Garlicked · 21/04/2024 12:40

JungsWordTest · 21/04/2024 12:24

@Struggle1 , have you considered therapy? We tend to turn to self-help books to find a quicker, simpler way of dealing with trauma, but in my experience the only way out is through.

Me, too. I spent a small fortune and a lot of valuable time on 'self help' books before booking in for therapy and doing it properly. I now own just TWO well-thumbed self-help books recommended by therapists, which dig deep.

I agree with your complaint, @Struggle1. It's not hard for an author to write "if you can recall a happy, carefree time in your childhood ..." and offer something else if not.

These books become best-sellers by making their readers feel nice, though, so they're mostly emotional candy floss.

RitaFromThePitCanteen · 21/04/2024 12:44

YANBU. I'm surprised the author didn't consider that, as surely at least some of the readers of self-help books are reading them due to mental health issues stemming from bad childhoods.

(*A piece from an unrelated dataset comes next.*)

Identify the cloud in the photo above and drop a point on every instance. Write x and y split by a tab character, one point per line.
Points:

They should have said something along the lines of "think back to a time when you felt carefree". Or even perhaps "imagine feeling carefree".

anythinginapinch · 21/04/2024 12:47

"I found x triggering" or "this really triggered me" can be reframed far more helpfully for yourself as, "I immediately had a profound reaction based on my personal history and habits of mind, the very reasons I'm reading this book".